Alumni Spotlight

Michael Tonks is a BYU Mechanical Engineering alumnus who received his Bachelors of Science in 2001 and Masters of Science in 2002. He then went on to receive a Doctor of Philosophy in Mechanical Engineering from the University of Illinois at Urbana-Champaign in 2008. Upon his graduation from the University of Illinois at Urbana-Champaign, he completed a one-year post-doctoral position at Idaho National Laboratory (INL), before working another six years at INL as a staff scientist. He joined the Mechanical and Nuclear Engineering Department at Pennsylvania State University as an Assistant Professor in August, 2015, where he leads the Microstructure Science and Engineering Lab.

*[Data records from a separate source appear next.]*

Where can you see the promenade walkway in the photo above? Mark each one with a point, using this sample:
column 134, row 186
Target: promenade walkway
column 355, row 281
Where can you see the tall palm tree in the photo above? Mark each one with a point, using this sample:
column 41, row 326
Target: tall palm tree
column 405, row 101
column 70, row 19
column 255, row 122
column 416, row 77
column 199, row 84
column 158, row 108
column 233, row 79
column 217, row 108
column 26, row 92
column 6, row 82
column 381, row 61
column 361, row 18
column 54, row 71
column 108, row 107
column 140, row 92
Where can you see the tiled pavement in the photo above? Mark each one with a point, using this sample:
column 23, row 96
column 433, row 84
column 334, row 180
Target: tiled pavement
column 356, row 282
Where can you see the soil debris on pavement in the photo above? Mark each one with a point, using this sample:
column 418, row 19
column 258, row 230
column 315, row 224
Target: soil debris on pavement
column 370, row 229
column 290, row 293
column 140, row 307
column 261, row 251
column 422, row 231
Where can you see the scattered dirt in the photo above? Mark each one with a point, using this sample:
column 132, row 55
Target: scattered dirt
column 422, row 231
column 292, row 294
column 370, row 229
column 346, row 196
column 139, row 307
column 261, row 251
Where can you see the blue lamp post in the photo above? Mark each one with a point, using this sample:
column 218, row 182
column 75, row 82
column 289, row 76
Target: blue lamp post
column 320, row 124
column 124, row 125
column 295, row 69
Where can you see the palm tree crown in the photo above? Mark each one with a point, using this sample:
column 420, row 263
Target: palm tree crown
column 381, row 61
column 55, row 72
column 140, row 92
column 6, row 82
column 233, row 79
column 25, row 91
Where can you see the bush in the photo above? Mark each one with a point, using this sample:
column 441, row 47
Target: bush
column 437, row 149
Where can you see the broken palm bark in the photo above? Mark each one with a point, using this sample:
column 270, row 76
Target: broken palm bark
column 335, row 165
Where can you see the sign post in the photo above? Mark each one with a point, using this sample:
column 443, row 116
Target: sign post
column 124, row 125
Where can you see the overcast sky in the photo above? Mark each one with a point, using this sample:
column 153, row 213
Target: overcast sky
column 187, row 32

In January of 2017, Tonks was chosen to receive the Presidential Early Career Award for Scientists and Engineers (PECASE), primarily due to his work as a staff scientist at INL. Because of this hard work, this honor was given to Tonks by Barack Obama, former President of the United States. The award will be bestowed at the White House, where Tonks and 102 others will be recognized by the U.S. government for their hard work and research in the scientific field. https://obamawhitehouse.archives.gov/the-press-office/2017/01/09/president-obama-honors-federally-funded-early-career-scientists

“I am overwhelmed and honored by the award.” Tonks remarked. “Also, my selection for this award is due in large part to the opportunities and collaborators that I had at Idaho National Laboratory.”

Though it has been some time since his time as an undergraduate and Masters student, Tonks credits his time at BYU for providing him with a strong foundation in engineering. 

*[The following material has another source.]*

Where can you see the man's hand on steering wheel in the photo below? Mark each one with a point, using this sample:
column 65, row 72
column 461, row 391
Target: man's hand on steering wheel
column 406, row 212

“Mechanical Engineering at BYU was great. They covered the basic material very well,” Tonks said. “I learned computer skills, computational skills, and writing [skills] that I have relied on throughout my career.”

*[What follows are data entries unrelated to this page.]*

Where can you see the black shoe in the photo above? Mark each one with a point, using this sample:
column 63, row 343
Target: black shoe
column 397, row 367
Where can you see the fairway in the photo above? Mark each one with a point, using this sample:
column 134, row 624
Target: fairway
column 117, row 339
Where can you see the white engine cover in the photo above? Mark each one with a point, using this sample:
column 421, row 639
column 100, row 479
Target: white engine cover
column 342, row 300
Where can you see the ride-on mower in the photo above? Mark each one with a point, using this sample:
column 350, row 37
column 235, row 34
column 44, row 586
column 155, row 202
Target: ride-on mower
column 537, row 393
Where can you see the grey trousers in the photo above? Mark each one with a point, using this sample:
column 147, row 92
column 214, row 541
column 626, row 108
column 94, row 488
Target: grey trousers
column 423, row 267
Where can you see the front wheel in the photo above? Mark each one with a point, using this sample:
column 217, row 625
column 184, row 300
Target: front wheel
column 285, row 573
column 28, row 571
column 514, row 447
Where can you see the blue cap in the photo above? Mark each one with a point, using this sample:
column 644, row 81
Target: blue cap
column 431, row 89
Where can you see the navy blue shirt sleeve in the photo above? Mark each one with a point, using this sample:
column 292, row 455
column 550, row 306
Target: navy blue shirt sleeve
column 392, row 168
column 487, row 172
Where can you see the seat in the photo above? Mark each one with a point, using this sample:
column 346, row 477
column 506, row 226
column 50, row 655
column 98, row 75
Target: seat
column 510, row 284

In addition to his engineering skills, Tonks possesses a unique talent that not many know about: singing. At BYU, Tonks minored in music and was in the BYU Men’s Choir and he and his wife were in the Mapleton Choral for 6 months following their time at BYU. Although he works hard and has many responsibilities at work, Tonks says that he likes coming home to his family and good music to help him relax and stimulate him for the next day.

“Music helps me to forget stress,” Tonks said. “My family helps me to escape and [acts as] a big motivator.”

Although he has been very successful in his work life and has received a very prestigious honor, Michael Tonks remains humble. His research and work will continue to impact and influence everyone around him as he continues to pursue what he loves.